In [1]:
from sklearn.feature_extraction.text import CountVectorizer
import pandas as pd
import numpy as np
from sklearn.naive_bayes import MultinomialNB
from sklearn.model_selection import train_test_split
from sklearn.model_selection import cross_val_score
from sklearn.linear_model import LogisticRegression
from sklearn.model_selection import GridSearchCV

In [2]:
textdata = pd.read_csv('reviews.csv')

In [3]:
textdata.head()

Unnamed: 0,Review,Sentiment
0,This product exceeded my expectations! It's hi...,Positive
1,"The product was decent.

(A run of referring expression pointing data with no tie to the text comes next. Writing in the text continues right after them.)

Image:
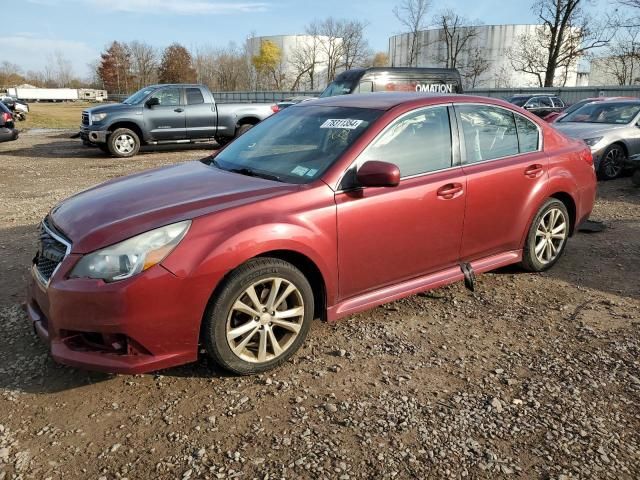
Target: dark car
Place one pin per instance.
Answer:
(8, 129)
(539, 104)
(328, 208)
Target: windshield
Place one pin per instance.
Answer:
(338, 88)
(604, 112)
(519, 101)
(138, 96)
(297, 145)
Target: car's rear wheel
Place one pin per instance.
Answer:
(260, 316)
(612, 162)
(547, 236)
(123, 143)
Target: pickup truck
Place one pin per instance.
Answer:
(167, 114)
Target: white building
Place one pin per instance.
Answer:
(492, 42)
(297, 50)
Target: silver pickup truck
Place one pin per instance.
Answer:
(167, 114)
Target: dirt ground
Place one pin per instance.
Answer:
(531, 376)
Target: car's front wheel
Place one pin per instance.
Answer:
(547, 236)
(260, 316)
(123, 143)
(612, 162)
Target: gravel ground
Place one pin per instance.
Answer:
(531, 376)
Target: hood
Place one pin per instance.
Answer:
(125, 207)
(113, 108)
(583, 131)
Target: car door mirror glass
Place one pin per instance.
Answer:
(378, 174)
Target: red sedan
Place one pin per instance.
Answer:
(326, 209)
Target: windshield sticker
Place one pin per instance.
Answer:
(347, 123)
(299, 171)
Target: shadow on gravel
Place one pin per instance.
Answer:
(74, 149)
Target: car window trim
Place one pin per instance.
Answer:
(463, 146)
(455, 152)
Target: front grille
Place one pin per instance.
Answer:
(51, 251)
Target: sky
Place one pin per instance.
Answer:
(81, 29)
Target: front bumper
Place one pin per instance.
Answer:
(94, 136)
(134, 326)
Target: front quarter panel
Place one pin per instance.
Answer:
(303, 222)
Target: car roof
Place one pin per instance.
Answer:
(389, 100)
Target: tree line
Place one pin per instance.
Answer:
(568, 31)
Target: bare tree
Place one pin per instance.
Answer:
(355, 47)
(456, 34)
(567, 33)
(412, 15)
(144, 63)
(476, 65)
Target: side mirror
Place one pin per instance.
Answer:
(378, 174)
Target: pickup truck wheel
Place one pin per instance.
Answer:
(123, 143)
(243, 129)
(260, 317)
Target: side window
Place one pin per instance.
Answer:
(489, 132)
(168, 97)
(365, 87)
(528, 135)
(194, 96)
(419, 142)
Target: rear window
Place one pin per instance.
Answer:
(194, 96)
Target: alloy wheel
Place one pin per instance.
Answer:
(551, 234)
(613, 162)
(265, 320)
(124, 144)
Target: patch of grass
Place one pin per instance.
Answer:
(54, 115)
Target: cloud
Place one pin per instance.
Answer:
(32, 52)
(166, 7)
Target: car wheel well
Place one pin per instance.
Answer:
(302, 263)
(248, 121)
(311, 271)
(131, 126)
(570, 204)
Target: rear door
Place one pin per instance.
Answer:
(166, 121)
(505, 169)
(390, 234)
(201, 114)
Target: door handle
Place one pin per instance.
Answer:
(533, 171)
(450, 190)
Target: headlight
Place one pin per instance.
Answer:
(98, 117)
(592, 141)
(128, 258)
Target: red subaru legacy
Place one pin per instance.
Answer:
(328, 208)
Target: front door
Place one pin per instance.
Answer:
(505, 169)
(166, 121)
(390, 234)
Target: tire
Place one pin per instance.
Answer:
(123, 143)
(549, 218)
(244, 128)
(612, 163)
(224, 319)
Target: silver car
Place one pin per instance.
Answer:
(611, 129)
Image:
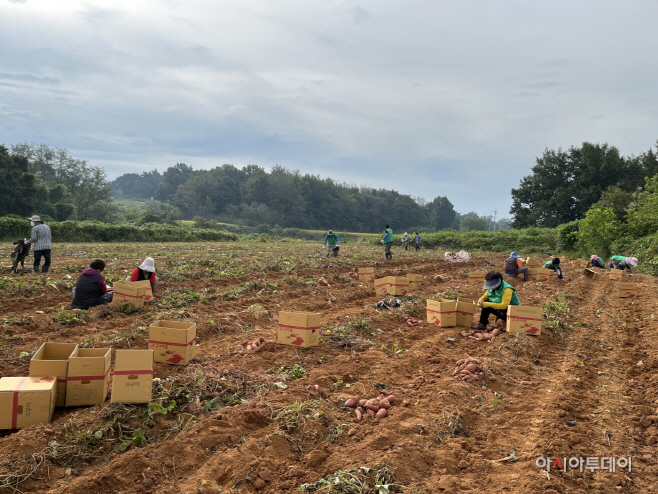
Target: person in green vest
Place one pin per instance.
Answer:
(331, 241)
(498, 296)
(621, 262)
(554, 264)
(387, 240)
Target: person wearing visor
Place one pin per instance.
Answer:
(621, 262)
(498, 296)
(146, 271)
(555, 266)
(513, 267)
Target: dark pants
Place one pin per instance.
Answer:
(387, 250)
(37, 260)
(487, 311)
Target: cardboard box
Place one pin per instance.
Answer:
(88, 377)
(476, 278)
(628, 289)
(617, 274)
(299, 328)
(414, 280)
(132, 380)
(592, 275)
(465, 310)
(391, 285)
(442, 312)
(146, 284)
(26, 401)
(127, 293)
(524, 319)
(366, 274)
(173, 342)
(52, 359)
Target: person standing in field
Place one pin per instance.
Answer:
(513, 267)
(417, 240)
(387, 240)
(331, 241)
(41, 239)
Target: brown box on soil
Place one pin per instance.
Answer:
(476, 278)
(617, 274)
(524, 319)
(88, 377)
(132, 380)
(465, 310)
(627, 289)
(52, 359)
(146, 284)
(442, 312)
(391, 285)
(592, 275)
(366, 274)
(26, 401)
(299, 328)
(172, 342)
(127, 293)
(533, 262)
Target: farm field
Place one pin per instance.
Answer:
(233, 421)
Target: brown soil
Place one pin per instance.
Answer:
(600, 373)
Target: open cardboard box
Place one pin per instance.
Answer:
(52, 359)
(88, 377)
(132, 380)
(26, 401)
(299, 328)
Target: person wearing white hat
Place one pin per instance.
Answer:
(41, 239)
(146, 271)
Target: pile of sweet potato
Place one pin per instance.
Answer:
(257, 344)
(472, 370)
(375, 407)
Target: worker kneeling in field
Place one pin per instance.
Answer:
(513, 267)
(91, 289)
(146, 271)
(496, 299)
(555, 266)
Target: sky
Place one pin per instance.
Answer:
(430, 98)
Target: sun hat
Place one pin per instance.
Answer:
(148, 265)
(492, 284)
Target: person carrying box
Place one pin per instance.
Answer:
(496, 299)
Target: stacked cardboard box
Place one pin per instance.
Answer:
(627, 289)
(442, 312)
(172, 342)
(299, 328)
(132, 381)
(523, 319)
(52, 359)
(26, 401)
(391, 285)
(366, 274)
(88, 376)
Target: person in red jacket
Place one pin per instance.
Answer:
(146, 271)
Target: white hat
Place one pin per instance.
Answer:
(148, 265)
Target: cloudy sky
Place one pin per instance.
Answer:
(430, 98)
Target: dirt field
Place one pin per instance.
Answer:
(254, 422)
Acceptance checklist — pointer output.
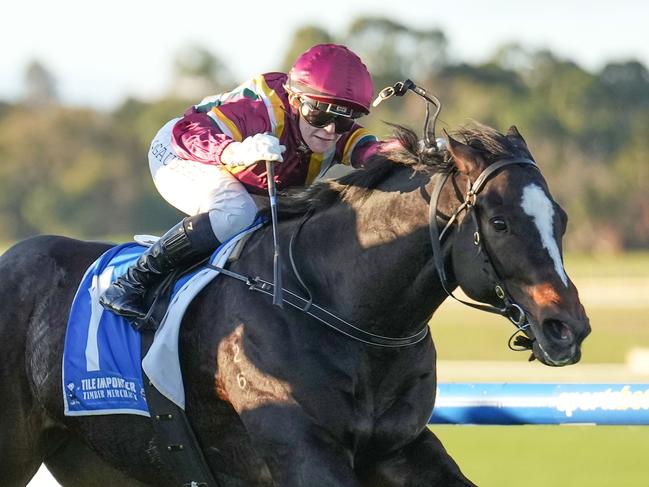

It worked fine, but it...",Neutral
2,I had a terrible experience with this company....,Negative
3,It's an okay product. Nothing to write home ab...,Neutral
4,Disappointed with the product. It didn't meet ...,Negative


In [4]:
textdata.shape

(386, 2)

In [5]:
data = textdata.iloc[:, 0]
target = textdata.iloc[:, 1]
target.value_counts()

Sentiment
Positive    129
Negative    129
Neutral     128
Name: count, dtype: int64

In [6]:
X_train_text, X_test_text, y_train, y_test = train_test_split(data, target, random_state = 42)

In [7]:
vect = CountVectorizer(min_df = 5).fit(X_train_text)
X_train = vect.transform(X_train_text)
X_test = vect.transform(X_test_text)

In [8]:
repr(X_train)

"<Compressed Sparse Row sparse matrix of dtype 'int64'\n\twith 2799 stored elements and shape (289, 92)>"

In [9]:
feature_names = vect.get_feature_names_out()

In [10]:
feature_names[:10]

array(['about', 'absolutely', 'advertised', 'again', 'all', 'an', 'and',
       'anything', 'are', 'as'], dtype=object)

In [11]:
scores = cross_val_score(LogisticRegression(), X_train, y_train, cv = 5)
print("Mean cross-validation accuracy : {:.3f}".format(np.mean(scores)))
print(scores)

Mean cross-validation accuracy : 0.976
[0.98275862 0.98275862 0.94827586 1.         0.96491228]


In [12]:
param_grid = {'C': [0.0001, 0.01, 0.1, 1, 10]}
grid = GridSearchCV(LogisticRegression(), param_grid, cv = 5)
grid.fit(X_train, y_train)
print("Best cross-validation score : {:.3f}".format(grid.best_score_))
print("Best parameters : ", grid.best_params_)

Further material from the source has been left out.